You may likely taken most of these steps already. If you missed one, however, consider this checklist and cherry-pick the items appropriate for your business.
Cyber Monday Prep
If you are running an ecommerce shop, you’ve locked down your campaign for days. You are hopefully even running the sale today. If you’re waiting until Monday, here is a short checklist for you that involves the whole organization.
- Begin with the premise that this involves the whole organization. As the marketer, you’re simply coordinating their efforts, but you need to be in charge.
- Give a “sneak peek” to the coupon and free sites like FatWallet.com on Sunday. They will quickly find the hole in your terms and conditions. I know a tech guy who has taken multiple campaigns for hundreds of dollars each because they forgot to exclude gift certificates or their terms and conditions were too loose. Beta with this group of early adopters who are smart before Monday.
- If you ramped up your PPC, make sure that you or someone who understands PPC is standing by the server logs to see where your traffic is coming from. If something goes viral (and you’ll quickly see that with traffic to your landing page originating from email and forums), try briefly dialing down your PPC briefly, especially CPM buys. You can always ramp it right back up, but don’t cannibalize your viral and organic traffic with paid traffic)
- Make sure your IT folks are standing by and have a backup for bandwidth and order processing. How many orders are you projecting, and more importantly, can your systems handle X orders simultaneously? What is the backup? Can IT hotswap clean up a development server and make it your backup production server?
- Do the customer facing employees know any special offers up and down? What about the contingencies? Ask your customer service leader to take the three best reps and role play every far-fetched question they can think of. Better to document issues like stacking coupons, order sizes, shipping to APO/FPO boxes or U.S. territories and so forth now.
- Do you have backup creative and offers ready to be patched in if your initial creative falls flat? This is a biggie. If you’re advertising widgets for $X plus free shipping and a national chain rolls out $X-Y plus free shipping, the best keyword list in the world won’t save you.
- Assuming your front-end works, how does the back-end look? Is distribution or fulfillment ready and staffed? What about the folks who handle your email queues?

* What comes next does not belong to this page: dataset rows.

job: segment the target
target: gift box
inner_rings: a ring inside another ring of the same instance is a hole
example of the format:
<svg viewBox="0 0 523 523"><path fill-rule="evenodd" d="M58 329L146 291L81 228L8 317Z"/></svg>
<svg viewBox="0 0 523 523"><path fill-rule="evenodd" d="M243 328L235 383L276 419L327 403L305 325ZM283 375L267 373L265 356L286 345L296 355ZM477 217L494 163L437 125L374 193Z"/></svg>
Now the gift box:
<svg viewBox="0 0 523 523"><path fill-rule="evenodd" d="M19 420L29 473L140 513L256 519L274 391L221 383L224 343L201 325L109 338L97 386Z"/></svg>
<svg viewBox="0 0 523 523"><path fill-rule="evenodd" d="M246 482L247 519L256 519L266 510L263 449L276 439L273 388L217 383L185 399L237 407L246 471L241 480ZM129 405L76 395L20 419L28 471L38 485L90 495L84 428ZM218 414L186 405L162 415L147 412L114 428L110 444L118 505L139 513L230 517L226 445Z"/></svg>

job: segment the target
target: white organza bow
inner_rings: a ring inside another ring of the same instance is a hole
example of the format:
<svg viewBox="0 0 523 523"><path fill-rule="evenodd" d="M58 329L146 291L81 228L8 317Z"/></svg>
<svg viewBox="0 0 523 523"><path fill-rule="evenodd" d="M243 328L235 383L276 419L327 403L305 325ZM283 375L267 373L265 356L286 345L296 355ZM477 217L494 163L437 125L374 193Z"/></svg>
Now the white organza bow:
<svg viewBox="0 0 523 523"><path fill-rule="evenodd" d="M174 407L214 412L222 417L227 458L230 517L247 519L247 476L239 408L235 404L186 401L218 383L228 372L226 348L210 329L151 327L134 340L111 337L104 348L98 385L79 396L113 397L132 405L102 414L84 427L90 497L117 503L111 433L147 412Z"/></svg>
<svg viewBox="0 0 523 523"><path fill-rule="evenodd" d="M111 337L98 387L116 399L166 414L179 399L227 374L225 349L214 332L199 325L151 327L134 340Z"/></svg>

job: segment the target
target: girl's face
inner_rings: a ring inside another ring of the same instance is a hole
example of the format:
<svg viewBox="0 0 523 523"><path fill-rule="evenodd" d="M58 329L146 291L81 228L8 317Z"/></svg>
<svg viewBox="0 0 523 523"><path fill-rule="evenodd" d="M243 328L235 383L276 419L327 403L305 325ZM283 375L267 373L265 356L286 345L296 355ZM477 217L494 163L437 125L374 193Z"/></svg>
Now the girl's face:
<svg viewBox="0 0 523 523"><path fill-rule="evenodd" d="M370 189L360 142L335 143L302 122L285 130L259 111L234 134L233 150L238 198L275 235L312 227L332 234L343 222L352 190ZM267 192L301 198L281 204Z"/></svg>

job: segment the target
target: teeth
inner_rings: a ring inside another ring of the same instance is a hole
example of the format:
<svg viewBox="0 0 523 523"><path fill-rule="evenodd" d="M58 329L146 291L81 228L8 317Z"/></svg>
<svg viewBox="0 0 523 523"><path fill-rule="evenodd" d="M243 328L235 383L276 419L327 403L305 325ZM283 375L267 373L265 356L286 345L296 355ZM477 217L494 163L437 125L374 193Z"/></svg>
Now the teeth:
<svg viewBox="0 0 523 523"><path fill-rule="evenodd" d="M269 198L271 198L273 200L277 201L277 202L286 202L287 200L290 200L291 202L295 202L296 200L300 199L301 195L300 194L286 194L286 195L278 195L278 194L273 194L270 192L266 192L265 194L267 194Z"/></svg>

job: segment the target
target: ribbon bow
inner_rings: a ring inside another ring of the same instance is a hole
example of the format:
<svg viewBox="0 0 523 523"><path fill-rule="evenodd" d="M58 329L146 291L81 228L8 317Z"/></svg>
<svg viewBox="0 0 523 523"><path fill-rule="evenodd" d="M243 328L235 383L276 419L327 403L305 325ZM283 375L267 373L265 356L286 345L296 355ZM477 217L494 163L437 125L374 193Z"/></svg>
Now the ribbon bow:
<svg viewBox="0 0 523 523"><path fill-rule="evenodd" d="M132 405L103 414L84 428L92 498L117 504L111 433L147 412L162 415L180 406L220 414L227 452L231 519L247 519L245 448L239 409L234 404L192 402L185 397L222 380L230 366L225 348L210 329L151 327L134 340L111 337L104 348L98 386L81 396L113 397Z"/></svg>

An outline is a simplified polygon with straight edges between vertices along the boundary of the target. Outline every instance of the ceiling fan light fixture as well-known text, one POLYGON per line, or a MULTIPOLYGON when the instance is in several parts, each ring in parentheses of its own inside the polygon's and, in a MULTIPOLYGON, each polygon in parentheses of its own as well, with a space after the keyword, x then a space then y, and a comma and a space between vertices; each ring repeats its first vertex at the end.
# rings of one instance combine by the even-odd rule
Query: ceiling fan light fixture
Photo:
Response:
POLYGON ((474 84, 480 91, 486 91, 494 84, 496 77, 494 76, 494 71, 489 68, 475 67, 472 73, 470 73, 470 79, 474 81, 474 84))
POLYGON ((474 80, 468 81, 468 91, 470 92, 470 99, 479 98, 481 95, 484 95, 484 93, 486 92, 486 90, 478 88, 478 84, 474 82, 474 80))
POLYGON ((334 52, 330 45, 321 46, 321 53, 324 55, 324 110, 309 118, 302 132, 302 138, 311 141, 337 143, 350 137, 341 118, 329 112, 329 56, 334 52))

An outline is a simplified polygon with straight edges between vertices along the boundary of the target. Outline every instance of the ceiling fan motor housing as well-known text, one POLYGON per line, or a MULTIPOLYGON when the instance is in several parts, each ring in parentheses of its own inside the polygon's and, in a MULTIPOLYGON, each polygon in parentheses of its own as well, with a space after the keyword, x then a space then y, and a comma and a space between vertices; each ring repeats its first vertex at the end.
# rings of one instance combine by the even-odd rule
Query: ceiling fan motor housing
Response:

- Many special offers have special return and cancellation policies. Do yours? If they do, does Accounting understand them, and more importantly, do Accounting’s systems support them? The conversation you don’t want to have is with the CFO on December 6after the books didn’t close on December 5 because the Accounting staff is manually processing orders for your campaign.
- For a nice complete list and a cool headline, this list should have 10 items. I missed one too. I may have missed more than one and obviously didn’t address industry specific issues. Be ready, be flexible, wear a smile and bring doughnuts for breakfast and pizza for lunch.
Hanukkah starts in 12 days, and Christmas is in 32 days. Make that 11 1/2 and 31 1/2. I love this time of year when the rollercoaster spins into an upside down loop. I hope you do and have a great season if this time of year is your big season to sell.